[IR] Add fast-math support for fcmp intrinsics #163195

paperchalice · 2025-10-13T13:41:08Z

Add fast-math support for fcmp related intrinsics, because these intrinsics in CodeGen phase need nnan.
Currently the constraint is that the callee must be Function.

llvmbot · 2025-10-14T01:45:53Z

@llvm/pr-subscribers-llvm-ir

Author: None (paperchalice)

Changes

Add fast-math support for fcmp related intrinsics, because these intrinsics in CodeGen phase need nnan.
Currently the constraint is that the callee must be Function.

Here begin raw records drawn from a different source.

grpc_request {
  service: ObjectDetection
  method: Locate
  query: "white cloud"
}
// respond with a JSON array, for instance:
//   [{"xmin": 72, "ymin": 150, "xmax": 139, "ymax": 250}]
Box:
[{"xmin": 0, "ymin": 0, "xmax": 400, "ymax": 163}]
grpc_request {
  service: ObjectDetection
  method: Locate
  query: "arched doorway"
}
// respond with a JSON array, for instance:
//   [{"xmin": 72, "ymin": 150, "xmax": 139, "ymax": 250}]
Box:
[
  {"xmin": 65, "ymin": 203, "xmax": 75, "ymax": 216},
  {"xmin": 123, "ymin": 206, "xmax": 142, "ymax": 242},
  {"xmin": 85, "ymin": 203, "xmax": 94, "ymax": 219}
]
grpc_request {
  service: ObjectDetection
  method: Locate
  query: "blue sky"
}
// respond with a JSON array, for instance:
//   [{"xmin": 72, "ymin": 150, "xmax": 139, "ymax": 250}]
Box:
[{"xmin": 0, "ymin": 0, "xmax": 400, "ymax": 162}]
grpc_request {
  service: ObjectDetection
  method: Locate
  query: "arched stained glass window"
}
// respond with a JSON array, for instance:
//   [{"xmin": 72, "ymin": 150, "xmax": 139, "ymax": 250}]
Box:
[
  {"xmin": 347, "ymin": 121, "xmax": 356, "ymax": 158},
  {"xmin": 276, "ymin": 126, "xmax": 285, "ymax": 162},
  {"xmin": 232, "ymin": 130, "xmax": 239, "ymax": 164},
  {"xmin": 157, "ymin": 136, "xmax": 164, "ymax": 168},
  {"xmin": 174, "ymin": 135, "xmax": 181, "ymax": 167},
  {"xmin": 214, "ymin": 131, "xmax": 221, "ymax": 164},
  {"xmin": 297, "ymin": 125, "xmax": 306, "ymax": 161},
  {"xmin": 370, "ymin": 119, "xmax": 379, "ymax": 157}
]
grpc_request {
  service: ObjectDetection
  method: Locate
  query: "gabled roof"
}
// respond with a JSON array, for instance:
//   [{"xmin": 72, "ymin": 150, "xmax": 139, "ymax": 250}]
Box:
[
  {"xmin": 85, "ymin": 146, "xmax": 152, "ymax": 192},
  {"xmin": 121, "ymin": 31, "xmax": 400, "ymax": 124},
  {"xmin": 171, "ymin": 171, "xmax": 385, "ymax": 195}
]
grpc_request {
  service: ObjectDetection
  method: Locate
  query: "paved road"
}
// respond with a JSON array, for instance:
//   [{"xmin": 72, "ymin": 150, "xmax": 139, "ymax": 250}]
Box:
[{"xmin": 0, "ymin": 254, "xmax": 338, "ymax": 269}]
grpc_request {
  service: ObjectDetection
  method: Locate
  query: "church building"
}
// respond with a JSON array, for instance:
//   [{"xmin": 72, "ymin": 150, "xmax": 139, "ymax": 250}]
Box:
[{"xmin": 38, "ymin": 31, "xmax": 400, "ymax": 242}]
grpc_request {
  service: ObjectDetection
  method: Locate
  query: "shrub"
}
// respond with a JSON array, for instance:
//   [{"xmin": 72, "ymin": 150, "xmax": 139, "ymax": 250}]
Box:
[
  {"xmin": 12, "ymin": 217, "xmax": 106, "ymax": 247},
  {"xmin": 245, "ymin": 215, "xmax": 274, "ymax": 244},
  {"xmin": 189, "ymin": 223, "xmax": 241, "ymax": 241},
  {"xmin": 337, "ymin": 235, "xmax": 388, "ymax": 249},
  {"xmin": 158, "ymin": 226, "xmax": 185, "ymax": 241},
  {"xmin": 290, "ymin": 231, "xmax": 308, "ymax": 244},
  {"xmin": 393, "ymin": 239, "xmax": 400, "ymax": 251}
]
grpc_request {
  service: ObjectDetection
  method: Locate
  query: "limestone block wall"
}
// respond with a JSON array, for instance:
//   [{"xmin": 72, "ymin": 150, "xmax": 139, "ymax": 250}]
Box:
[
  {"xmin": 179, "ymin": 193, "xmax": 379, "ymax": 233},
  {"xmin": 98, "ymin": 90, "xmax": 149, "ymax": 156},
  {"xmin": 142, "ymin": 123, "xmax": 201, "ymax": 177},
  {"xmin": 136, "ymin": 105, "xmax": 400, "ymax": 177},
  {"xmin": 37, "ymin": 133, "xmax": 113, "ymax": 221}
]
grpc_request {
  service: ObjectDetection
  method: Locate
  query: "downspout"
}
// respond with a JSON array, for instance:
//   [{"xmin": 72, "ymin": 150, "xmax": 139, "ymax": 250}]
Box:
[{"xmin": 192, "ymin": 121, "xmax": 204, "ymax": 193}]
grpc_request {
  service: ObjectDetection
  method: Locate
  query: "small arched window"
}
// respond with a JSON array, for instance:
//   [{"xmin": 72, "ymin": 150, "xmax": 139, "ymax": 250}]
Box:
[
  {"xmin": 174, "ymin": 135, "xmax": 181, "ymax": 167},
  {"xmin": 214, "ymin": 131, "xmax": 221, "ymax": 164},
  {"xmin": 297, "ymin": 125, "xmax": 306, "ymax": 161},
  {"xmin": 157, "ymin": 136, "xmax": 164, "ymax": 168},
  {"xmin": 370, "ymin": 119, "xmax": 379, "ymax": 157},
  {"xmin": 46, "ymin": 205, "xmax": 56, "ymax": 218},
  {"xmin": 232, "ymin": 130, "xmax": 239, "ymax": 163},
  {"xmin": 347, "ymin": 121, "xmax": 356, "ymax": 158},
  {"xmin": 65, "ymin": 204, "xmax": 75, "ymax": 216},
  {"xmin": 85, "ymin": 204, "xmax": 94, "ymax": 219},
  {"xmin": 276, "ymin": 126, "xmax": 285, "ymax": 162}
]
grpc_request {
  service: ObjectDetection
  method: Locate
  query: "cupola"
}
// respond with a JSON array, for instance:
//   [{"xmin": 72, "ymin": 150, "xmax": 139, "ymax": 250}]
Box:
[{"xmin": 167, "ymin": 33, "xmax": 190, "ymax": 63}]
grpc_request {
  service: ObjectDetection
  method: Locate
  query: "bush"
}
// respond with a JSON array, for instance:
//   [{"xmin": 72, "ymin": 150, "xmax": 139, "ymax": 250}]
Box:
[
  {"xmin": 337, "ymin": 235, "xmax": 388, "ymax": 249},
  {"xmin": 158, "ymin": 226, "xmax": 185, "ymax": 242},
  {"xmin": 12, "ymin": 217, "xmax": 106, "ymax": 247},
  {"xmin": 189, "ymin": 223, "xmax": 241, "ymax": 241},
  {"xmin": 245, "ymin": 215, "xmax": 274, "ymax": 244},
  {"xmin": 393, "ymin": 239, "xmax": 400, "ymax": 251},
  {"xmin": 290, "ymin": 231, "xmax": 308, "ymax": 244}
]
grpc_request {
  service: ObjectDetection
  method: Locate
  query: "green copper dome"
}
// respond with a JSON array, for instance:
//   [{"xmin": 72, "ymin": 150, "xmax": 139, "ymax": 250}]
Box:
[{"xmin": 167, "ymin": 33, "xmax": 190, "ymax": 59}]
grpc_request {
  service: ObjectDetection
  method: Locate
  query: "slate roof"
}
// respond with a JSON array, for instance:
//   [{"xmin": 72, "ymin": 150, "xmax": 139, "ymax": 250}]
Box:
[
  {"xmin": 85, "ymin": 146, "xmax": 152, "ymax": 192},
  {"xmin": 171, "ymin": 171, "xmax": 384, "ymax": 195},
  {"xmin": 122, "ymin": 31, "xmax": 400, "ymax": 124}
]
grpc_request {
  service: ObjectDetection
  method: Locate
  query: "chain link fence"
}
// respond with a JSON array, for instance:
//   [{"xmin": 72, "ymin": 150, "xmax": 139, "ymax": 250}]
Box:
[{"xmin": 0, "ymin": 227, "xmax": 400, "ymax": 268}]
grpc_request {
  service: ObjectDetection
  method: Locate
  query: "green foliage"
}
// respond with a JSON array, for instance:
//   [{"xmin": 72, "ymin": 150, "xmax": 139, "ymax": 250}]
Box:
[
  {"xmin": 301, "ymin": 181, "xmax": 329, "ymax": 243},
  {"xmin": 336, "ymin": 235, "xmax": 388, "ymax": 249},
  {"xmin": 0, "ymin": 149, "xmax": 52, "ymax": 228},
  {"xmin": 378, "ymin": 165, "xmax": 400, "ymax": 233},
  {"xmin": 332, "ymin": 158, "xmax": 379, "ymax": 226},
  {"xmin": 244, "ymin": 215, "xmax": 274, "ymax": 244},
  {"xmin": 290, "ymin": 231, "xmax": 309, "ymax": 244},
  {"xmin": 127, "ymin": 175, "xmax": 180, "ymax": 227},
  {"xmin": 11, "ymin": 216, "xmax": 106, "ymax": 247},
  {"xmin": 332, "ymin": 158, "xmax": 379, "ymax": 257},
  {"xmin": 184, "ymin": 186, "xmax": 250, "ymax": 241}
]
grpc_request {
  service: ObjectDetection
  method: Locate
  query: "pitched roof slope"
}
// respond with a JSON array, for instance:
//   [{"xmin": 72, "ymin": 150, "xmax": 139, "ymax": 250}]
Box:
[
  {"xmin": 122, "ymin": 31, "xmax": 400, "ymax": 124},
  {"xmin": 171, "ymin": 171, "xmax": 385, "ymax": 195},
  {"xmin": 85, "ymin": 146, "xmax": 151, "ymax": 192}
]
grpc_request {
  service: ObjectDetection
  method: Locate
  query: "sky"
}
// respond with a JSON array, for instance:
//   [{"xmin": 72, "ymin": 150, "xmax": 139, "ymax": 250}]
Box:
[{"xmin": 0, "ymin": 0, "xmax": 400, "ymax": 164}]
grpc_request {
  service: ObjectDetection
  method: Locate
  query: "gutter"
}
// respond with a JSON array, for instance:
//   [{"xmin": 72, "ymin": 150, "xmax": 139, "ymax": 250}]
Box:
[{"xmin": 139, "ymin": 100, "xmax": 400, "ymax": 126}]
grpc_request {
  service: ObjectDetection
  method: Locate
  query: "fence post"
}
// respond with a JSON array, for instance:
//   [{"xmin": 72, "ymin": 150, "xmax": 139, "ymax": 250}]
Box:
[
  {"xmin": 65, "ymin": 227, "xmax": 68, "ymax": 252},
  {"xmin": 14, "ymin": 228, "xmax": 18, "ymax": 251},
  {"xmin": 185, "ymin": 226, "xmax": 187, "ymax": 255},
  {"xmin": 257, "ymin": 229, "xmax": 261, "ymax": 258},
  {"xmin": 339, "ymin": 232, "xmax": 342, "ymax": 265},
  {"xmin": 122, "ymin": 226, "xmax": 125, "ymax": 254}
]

Full diff: https://github.com/llvm/llvm-project/pull/163195.diff

7 Files Affected:

(modified) llvm/docs/LangRef.rst (+5-3)
(modified) llvm/include/llvm/AsmParser/LLParser.h (+5)
(modified) llvm/include/llvm/IR/Operator.h (+5-1)
(modified) llvm/lib/AsmParser/LLParser.cpp (+23-4)
(modified) llvm/lib/IR/Operator.cpp (+14)
(modified) llvm/test/Assembler/fast-math-flags.ll (+2)
(modified) llvm/test/Bitcode/compatibility.ll (+6-2)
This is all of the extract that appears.